Draft the primary rule of the ETL process¶
Success
Define the inputs, outputs, and wildcards for the rule that will run the ETL process once.
This example does not read any data from disk, so there is no input:. The output is a function of the location and time-period query parameters (i.e. wildcards).
workflow/rules/datasets/weather/open_meteo.smk
diff --git a/workflow/rules/datasets/weather/open_meteo.smk b/workflow/rules/datasets/weather/open_meteo.smk
index 88868fe..beaf6be 100644
--- a/workflow/rules/datasets/weather/open_meteo.smk
+++ b/workflow/rules/datasets/weather/open_meteo.smk
@@ -7,61 +7,31 @@ if (
config, WORKFLOW_BASE / "schemas/datasets/weather/config.schema.yaml"
)
-
-rule datasets_weather_open_meteo_all:
+rule datasets_weather_open_meteo_run:
"""
This rule will run the entire open_meteo workflow
to generate Convert weather data from the Open Meteo API to a Parquet file..
- input
- -----
- readme:
- A README file that describes the data and the workflow.
-
- params
- ------
- func:
- The function in the able_weather package to call in
- order to execute this rule.
-
- log
- ---
- loguru:
- The log file where python will log to using loguru.
-
- conda
- -----
- The able_weather conda environment
- with the `runner` extra dependencies.
+ input:
+ No input files are required as the data is fetched from the Open Meteo
+ API directly.
- script
- ------
- The standard script for running rules in the able_weather package.
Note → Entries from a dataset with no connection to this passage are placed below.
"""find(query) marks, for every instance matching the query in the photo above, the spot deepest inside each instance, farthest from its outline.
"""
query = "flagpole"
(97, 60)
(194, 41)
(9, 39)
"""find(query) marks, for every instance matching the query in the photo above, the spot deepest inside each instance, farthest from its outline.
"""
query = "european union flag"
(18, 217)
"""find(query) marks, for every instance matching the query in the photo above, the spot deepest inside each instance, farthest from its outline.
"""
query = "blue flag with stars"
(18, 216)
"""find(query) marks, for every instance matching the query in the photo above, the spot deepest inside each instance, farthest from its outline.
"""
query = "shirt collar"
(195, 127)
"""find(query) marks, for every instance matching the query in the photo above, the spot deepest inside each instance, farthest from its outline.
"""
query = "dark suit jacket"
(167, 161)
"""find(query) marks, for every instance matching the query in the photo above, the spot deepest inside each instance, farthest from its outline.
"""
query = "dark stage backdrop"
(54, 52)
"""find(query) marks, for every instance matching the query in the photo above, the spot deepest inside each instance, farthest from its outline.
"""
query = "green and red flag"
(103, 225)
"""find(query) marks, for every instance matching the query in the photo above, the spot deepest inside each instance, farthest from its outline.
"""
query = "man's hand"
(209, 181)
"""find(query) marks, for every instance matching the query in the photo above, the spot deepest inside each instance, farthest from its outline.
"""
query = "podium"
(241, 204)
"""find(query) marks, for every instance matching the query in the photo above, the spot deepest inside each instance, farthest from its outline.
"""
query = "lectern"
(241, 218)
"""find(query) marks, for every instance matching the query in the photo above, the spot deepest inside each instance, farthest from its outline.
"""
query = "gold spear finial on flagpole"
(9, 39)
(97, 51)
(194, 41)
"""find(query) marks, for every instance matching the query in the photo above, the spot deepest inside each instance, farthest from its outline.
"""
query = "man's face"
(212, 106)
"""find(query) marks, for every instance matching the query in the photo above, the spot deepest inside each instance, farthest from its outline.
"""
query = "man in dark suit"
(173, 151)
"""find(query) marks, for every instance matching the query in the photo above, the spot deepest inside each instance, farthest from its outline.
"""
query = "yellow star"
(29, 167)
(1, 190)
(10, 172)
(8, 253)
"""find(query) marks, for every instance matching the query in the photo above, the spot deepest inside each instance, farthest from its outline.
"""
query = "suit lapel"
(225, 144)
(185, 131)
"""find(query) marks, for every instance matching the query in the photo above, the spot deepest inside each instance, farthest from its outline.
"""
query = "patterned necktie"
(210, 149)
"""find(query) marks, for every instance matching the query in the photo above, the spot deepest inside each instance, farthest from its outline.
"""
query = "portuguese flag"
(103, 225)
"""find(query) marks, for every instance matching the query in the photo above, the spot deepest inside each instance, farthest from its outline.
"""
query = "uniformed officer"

- Reads `params.func` to determine which function to call.
+ output:
+ weather_data:
+ Path to the Parquet file containing weather data for the specified
+ latitude, longitude, and date range.
"""
- input:
- # TODO: Define input files if needed. All inputs should be named.
- readme="data/README.md",
- # output:
- # `_all` rules do not produce any output files directly,
- # instead the `input` in this rule requests the output
- # from other rules.
- # wildcards:
- # TODO: Add wildcards if needed. All wildcards should be named.
- params:
- func=(
- "able_weather.datasets.weather" ".open_meteo.runner.main:run_smk"
- ),
- log:
- loguru=str(LOG_DIR / "datasets_weather_open_meteo_all" / "loguru.log"),
- # TODO add `stdout` and/or `stderr` if the python calls
- # a subprocess that produces output.
+ output:
+ weather_data = (
+ Path(config["datasets"]["weather"]["data_dirs"]["raw"])
+ / "{latitude}_{longitude}/{start_date}_{end_date}.parquet"
+ )
+ wildcard_constraints:
+ latitude = r"[-+]?\d{1,2}\.\d{1,6}", # Latitude in decimal degrees
+ longitude = r"[-+]?\d{1,3}\.\d{1,6}", # Longitude in decimal degrees
+ start_date = r"\d{4}-\d{2}-\d{2}", # Start date in YYYY-MM-DD format
+ end_date = r"\d{4}-\d{2}-\d{2}", # End date in YYYY-MM-DD format
conda:
config["CONDA"]["ENVS"]["RUNNER"]
script:
- str(
- WORKFLOW_BASE
- / "scripts"
- / "rules_conda_RUNNER"
- / "able_weather_rules.py"
- )
+ str(WORKFLOW_BASE / "scripts" / "rules_conda_RUNNER" / "able_weather_rules.py")